2. Perceived temperature was a better predictor of mortality risk than simply looking at air temperature, discomfort index, or heat index.
3. Younger patients under 65 years of age faced a higher risk of mortality related to high perceived temperatures than their older peers did.
4. The risk of death was significantly higher during the winter and spring months compared to summer and autumn.
This last finding is particularly interesting. It might mean that high perceived temperatures during the summer have lingering effects into the colder seasons.
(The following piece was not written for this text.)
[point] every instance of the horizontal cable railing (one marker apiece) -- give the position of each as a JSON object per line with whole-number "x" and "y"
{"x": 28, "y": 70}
Or it might indicate that the human body needs colder seasons, which are now becoming too hot, to alternate with the hot ones to be truly healthy.
What does all this mean for people with CKD? Are you simply going to have to accept an early death just because you can’t stop climate change?
Not at all. In fact, it’s pretty good news. Since the perceived temperature is more important than the real one, all you need to do is to take extra precautions during hot weather.
This could mean staying hydrated, seeking air-conditioned environments, taking a cool shower, applying a cool, wet cloth to your forehead and neck, removing tight clothing, and being mindful of your body’s signals for overheating.
In chronological order, these signals are heavy sweating, headaches, fatigue, dizziness, muscle cramps, nausea, vomiting, dry skin, rapid and weak pulse, shallow breathing, and disorientation.